Having been largely neglected in the early years of the Coalition government, careers information, advice and guidance has come on leaps and bounds since the 2017 Careers Strategy. Schools are now required to have a named careers leader, to see how they measure up to good practice as distilled in the Gatsby benchmarks and the majority of them participate in mutually supportive careers hubs that connect them to employers and labour market information.

Yet there is still much to do. The quality and quantity of careers support students get varies significantly from school to school, place to place. Unsurprisingly, it is students from disadvantaged backgrounds that tend to get the worst deal. There is a general tendency to promote academic options over vocational education and training, though the opposite is true in less affluent areas – embedding social inequalities.

Work experience presents particular challenges. We estimate at best half of school students have access to work experience, of varying quality. The Labour Party has pledged to ensure all do, but unless it can get more employers to sign up there is a risk of perfunctory and low quality placements. The shift to remote working has great potential to broaden young people’s horizons and options, but more groundwork is needed to grasp the opportunity.

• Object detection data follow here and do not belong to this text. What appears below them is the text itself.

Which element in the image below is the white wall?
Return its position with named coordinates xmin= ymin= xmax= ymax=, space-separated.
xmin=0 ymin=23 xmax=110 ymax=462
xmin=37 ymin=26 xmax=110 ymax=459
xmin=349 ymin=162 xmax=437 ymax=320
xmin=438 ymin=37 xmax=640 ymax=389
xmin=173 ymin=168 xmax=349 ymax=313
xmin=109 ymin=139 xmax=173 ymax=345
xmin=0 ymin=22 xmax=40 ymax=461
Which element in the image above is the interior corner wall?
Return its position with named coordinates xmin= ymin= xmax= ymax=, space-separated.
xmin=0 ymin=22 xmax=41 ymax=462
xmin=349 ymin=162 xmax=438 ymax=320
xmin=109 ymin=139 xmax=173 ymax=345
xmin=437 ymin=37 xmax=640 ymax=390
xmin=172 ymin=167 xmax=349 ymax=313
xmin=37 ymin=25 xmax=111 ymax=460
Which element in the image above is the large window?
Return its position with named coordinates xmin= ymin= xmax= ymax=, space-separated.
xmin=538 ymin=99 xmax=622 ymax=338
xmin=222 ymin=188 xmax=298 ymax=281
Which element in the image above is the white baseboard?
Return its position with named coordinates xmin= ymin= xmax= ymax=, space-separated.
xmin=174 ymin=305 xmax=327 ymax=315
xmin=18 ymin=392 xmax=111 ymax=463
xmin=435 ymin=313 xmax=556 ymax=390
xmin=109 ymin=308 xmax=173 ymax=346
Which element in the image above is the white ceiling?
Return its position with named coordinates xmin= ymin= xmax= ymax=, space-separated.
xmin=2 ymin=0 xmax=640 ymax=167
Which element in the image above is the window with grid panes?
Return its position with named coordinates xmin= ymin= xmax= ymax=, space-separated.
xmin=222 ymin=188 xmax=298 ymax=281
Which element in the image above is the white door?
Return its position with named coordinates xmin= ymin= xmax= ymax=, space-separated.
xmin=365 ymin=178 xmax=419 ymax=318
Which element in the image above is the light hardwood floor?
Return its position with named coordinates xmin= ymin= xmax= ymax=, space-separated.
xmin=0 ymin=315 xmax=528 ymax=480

The Education Committee report recognises both the progress that has been made, and how much further we have to go. Its recommendations overlap substantially with ours. The committee calls for Ofsted to put more emphasis on careers support when it inspects schools. We have suggested that careers information, advice and guidance could be added to the four ‘key judgements’ Ofsted make, with an explicit rating on the front cover of the report for each school.

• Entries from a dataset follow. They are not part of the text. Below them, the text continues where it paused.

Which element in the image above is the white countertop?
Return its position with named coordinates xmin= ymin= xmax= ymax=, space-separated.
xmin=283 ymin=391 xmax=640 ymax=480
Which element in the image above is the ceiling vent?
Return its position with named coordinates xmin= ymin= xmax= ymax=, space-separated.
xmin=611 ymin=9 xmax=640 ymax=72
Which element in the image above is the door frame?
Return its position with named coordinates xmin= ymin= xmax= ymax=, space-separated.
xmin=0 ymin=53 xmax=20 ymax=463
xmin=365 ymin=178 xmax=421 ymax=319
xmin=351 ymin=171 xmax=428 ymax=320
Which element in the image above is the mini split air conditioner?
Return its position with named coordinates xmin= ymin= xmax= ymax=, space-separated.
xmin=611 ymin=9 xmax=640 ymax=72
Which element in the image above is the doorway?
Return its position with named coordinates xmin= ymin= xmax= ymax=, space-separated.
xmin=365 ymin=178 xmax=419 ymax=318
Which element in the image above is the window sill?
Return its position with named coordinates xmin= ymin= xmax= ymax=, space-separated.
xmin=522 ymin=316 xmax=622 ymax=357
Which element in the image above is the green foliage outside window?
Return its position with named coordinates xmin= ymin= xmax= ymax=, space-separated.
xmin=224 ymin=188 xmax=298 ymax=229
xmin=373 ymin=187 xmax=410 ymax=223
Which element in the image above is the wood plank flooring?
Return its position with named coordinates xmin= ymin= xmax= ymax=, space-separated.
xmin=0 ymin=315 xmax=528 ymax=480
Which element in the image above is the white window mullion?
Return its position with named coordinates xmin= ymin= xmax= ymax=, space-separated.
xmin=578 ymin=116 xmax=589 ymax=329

The committee also identifies a lack of good online resources. At present, this is the responsibility of the National Careers Service. Yet the NCS is not well known among young people, and primarily caters to adults. While beyond the remit of yesterday’s report, we have also suggested that adult careers support should be reviewed. Few adults we spoke to were aware of careers support for adults and negative perceptions of career guidance means many adults are reluctant to seek support, even when they are informed of it.

The committee shares our concern that rolling out universal work experience too quickly risks creating a “tick box exercise”. It takes up our suggestion that the Department for Education should develop a toolkit of what represents meaningful work experience so that appropriate standards can be set for schools. It also echoes our call for a national platform of remote work experience placements so as to spread opportunities more widely across the country.

For all the improvements of recent years, the careers system as it currently operates lets too many young people down. The good news is that there is a growing consensus on what is required to ensure less potential is wasted. Now over to the Government (or opposition) to make it happen.